« Comment le tribunal s’est-il déroulé pour eux ? » — Alors que les négociations de règlement avec la NCAA s’intensifient, les dirigeants des collèges se préparent à un prix de plusieurs milliards de dollars

« Comment le tribunal s’est-il déroulé pour eux ? » — Alors que les négociations de règlement avec la NCAA s’intensifient, les dirigeants des collèges se préparent à un prix de plusieurs milliards de dollars
Descriptive text here

À l’automne, alors que les dirigeants de l’université étaient embourbés dans des négociations visant à régler une poignée de poursuites antitrust, l’un des avocats en face d’eux a délivré un message : « Je n’arrêtais pas de leur dire que notre prix augmenterait si vous continuez à nous laisser gagner. tribunal », a déclaré Steve Berman, associé directeur du cabinet d’avocats Hagens Berman.

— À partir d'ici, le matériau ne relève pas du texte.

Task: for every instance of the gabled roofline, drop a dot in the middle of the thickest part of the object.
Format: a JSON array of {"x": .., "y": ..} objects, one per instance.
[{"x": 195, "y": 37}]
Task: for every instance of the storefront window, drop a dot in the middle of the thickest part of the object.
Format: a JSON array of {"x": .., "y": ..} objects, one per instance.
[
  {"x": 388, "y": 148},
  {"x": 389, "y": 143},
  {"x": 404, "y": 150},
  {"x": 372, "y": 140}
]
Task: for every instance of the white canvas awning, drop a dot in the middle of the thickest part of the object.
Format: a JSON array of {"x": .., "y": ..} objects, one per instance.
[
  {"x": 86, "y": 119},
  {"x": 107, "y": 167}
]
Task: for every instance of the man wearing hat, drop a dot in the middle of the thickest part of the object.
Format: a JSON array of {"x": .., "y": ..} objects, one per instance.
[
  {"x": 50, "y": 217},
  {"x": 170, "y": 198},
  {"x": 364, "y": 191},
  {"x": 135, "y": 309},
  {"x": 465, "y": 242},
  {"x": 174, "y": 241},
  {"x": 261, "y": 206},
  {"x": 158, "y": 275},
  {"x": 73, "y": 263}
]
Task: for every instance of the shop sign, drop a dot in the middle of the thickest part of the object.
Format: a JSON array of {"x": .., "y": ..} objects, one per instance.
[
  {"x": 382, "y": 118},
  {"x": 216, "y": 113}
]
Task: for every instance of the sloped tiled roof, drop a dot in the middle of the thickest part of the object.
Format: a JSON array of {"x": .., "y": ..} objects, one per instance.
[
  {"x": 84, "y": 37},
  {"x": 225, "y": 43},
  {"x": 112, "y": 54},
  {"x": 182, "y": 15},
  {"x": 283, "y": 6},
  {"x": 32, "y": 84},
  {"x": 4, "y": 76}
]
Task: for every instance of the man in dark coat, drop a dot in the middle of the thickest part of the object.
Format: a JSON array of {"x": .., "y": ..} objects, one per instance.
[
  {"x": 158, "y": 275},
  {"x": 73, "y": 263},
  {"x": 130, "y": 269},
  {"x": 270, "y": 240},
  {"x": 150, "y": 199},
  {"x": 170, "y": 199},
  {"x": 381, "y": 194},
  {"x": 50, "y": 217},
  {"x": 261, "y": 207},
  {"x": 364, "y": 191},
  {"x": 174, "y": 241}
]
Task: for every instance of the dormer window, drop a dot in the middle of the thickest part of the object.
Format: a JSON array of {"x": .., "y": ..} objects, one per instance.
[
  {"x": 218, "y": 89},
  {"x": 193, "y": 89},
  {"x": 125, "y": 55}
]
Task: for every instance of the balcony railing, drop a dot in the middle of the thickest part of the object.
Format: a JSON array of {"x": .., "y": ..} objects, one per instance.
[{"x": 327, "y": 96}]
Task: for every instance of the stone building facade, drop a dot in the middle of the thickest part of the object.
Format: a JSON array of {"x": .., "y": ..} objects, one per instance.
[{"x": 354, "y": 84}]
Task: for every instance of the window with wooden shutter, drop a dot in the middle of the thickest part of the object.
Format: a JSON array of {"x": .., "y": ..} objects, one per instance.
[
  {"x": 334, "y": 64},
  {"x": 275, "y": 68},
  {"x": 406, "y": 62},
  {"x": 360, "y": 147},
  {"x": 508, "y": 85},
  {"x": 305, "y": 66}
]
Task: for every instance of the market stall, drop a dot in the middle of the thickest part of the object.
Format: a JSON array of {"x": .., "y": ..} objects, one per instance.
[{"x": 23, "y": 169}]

Six mois plus tard, les administrateurs de l’université sont devenus « sérieux » quant à leur intention d’éviter la salle d’audience, a déclaré l’avocat Jeffrey Kessler, du cabinet Winston & Strawn. “Nous avons toujours été sérieux”, a-t-il déclaré. « La question était : quand allaient-ils devenir sérieux ?

Alors que la NCAA et les conférences du pouvoir s’efforcent d’adopter un accord de règlement historique d’ici la fin du mois – une date limite qui leur a été imposée – les deux principaux avocats des plaignants se sont exprimés publiquement deux semaines après que les dirigeants des universités ont commencé à discuter avec leurs parties prenantes des conditions de règlement potentielles de la Chambre, Hubbard et Affaires Carter.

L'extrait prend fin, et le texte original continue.